PBIN (Prime Broker Integrated Network) centralizes critical prime brokerage documents—F1SAs, SIA-150s, SIA-151s—with complete version control and change tracking. When a document is amended, the system preserves both the original and the revision, with timestamps and audit trails showing exactly what changed and who authorized it. During examinations, you can produce the entire history of any agreement without hunting through email threads or file shares.

QBS (Quarterly Broker Statement) automates bulk processing for SEC Rule 17a-13(b)(3) quarterly reconciliation while maintaining audit-ready documentation of every request sent, every response received, and every reconciliation performed. The system pairs delivery, response, and reconciliation data with complete audit trails that show exactly how you met your regulatory obligations.

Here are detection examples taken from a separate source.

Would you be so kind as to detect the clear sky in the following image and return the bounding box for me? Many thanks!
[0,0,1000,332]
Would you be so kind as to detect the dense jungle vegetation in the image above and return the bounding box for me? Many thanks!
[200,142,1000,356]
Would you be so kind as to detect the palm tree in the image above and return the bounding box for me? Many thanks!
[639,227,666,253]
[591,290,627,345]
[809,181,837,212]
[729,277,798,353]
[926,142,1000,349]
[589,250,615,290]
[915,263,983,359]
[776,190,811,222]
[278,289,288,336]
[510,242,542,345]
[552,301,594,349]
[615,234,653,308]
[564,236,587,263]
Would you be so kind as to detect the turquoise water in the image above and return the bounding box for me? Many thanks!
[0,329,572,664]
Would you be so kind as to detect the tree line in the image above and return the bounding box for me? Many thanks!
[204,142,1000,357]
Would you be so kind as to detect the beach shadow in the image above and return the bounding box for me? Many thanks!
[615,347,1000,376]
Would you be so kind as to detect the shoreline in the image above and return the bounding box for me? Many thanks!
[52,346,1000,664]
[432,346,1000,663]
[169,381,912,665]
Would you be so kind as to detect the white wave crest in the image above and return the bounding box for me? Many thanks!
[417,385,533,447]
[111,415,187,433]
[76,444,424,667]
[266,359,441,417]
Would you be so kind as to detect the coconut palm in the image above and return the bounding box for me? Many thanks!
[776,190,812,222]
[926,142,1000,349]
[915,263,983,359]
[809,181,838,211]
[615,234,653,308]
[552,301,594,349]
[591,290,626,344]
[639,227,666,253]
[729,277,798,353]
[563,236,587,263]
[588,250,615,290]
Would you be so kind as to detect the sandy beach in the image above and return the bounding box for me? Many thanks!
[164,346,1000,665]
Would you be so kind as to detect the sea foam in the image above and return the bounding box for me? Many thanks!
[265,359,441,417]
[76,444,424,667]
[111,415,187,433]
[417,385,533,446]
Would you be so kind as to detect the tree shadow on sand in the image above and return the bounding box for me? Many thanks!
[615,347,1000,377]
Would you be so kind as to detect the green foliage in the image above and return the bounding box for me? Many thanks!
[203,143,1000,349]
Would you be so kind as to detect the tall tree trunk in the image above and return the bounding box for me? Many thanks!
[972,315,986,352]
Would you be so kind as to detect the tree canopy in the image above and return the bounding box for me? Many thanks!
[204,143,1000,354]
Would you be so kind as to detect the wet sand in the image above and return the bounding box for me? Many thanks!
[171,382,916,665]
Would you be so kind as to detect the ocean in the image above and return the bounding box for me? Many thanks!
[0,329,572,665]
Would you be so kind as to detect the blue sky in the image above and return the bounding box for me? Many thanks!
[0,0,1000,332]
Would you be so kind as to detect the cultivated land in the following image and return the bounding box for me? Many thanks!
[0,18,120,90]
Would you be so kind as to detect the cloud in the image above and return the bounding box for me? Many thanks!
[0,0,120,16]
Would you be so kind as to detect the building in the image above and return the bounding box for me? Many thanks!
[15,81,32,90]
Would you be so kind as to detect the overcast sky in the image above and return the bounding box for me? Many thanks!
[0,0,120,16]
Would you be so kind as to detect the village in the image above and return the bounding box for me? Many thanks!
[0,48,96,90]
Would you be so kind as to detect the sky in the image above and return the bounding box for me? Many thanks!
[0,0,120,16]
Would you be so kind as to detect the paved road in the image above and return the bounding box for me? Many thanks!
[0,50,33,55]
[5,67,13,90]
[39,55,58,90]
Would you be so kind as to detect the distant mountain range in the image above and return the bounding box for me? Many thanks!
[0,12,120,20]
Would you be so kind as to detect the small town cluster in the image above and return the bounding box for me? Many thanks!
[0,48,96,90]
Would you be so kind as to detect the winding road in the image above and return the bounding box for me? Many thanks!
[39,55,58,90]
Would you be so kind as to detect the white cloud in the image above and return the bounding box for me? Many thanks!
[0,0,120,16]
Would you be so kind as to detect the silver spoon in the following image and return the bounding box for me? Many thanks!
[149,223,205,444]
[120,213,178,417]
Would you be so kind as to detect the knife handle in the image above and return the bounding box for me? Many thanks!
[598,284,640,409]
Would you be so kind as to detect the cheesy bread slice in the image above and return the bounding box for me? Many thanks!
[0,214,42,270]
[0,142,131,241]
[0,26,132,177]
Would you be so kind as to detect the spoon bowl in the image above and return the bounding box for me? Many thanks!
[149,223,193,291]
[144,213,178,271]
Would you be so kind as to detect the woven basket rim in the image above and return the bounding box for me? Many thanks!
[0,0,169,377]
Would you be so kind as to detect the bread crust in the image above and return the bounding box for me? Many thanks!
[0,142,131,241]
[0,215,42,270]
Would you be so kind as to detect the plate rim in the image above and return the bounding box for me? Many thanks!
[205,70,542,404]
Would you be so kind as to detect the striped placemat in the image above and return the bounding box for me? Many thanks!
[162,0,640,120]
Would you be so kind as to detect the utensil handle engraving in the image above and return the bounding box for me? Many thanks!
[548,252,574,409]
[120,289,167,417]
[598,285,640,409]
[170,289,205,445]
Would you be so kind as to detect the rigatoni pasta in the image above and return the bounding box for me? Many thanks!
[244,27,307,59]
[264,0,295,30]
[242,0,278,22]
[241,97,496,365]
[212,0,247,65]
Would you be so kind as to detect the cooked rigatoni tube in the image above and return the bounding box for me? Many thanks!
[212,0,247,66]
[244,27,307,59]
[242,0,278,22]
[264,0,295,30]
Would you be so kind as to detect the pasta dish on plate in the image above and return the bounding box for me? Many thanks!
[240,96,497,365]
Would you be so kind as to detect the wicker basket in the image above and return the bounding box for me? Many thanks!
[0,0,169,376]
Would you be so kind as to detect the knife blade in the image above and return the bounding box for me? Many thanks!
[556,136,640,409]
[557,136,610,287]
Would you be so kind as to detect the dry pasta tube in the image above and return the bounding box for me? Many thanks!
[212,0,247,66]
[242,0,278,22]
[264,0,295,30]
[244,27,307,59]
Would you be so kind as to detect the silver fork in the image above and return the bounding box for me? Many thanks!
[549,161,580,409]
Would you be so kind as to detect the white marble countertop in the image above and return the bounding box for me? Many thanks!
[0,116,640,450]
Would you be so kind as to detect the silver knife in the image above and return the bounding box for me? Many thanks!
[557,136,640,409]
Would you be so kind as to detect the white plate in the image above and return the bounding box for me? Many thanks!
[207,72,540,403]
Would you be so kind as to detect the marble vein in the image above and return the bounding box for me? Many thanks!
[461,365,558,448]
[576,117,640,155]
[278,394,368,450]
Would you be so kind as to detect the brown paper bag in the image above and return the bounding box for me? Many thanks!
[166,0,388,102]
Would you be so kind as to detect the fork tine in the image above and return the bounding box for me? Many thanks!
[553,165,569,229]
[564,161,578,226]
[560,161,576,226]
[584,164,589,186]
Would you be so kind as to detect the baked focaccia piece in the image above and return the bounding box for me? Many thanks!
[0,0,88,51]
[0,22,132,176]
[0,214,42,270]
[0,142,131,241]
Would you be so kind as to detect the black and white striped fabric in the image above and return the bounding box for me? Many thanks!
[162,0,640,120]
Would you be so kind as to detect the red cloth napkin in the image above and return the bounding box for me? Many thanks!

All three platforms are built with recordkeeping compliance as a core feature, not an afterthought. They don’t just capture communications—they preserve them in formats that meet both current SEC requirements and the principles SIFMA is advocating for: clear, auditable records of substantive business communications, available when regulators request them.

Turning Lessons into Action

Bridge compliance gapFor operations teams, a few practical considerations emerge from this enforcement wave:

Audit your current systems. Don’t wait for an examination. Run a pilot request: can you actually retrieve all communications related to a specific client or transaction from six months ago? If the answer involves manual searches across multiple systems, you’ve got a gap.

Map your communication channels. List every platform your staff uses for business discussions—not just the approved ones, but the actual ones. Teams, personal texts, WhatsApp groups. Each channel needs either an archiving solution or a clear prohibition backed by monitoring.

Test your preservation systems. Technical failures are silent. Set up regular spot checks: are messages actually being captured? Are archives actually immutable? Can you produce records in the format regulators expect?

Document your efforts. When systems fail, the difference between an $850,000 fine and a lesser penalty often comes down to whether you can show good-faith compliance efforts. Document your policies, your testing, your surveillance for off-channel communications.

Consider purpose-built solutions. Generic archiving systems often struggle with the specific workflows that create compliance risk in broker-dealer operations. Platforms designed for your specific use cases—like LOFs, prime brokerage agreements, and quarterly reconciliations—handle both the operational workflow and the recordkeeping requirements together.

The Bottom Line

Whether SIFMA’s proposed reforms gain traction or not, one thing won’t change: regulators need to see clear, complete, auditable records of your business activities. The penalties for gaps—whether from technical failures, off-channel communications, or system inadequacies—have never been higher.

The firms getting hit with the largest fines aren’t generally the ones with the worst intentions. They’re the ones with the largest gaps between their compliance policies and their actual execution. That gap is where technical failures like Ally’s $850,000 problem take root and compound.

Firms that get ahead of this problem don’t wait for enforcement to push them. They build systems where recordkeeping is automatic, where preservation happens as part of the workflow, and where producing audit-ready records doesn’t require a multi-week scramble through file shares and email archives.

That’s the operational advantage of platforms built specifically for broker-dealer workflows: they solve the business problem and the compliance problem together. When verification is automatic and audit trails are inherent, you don’t lose 22 million messages. You don’t face down 39 regulatory inquiries with nothing to show. You just answer the questions.


This post is for informational purposes only and does not constitute legal advice. For guidance on specific regulatory obligations, consult your counsel or compliance advisor.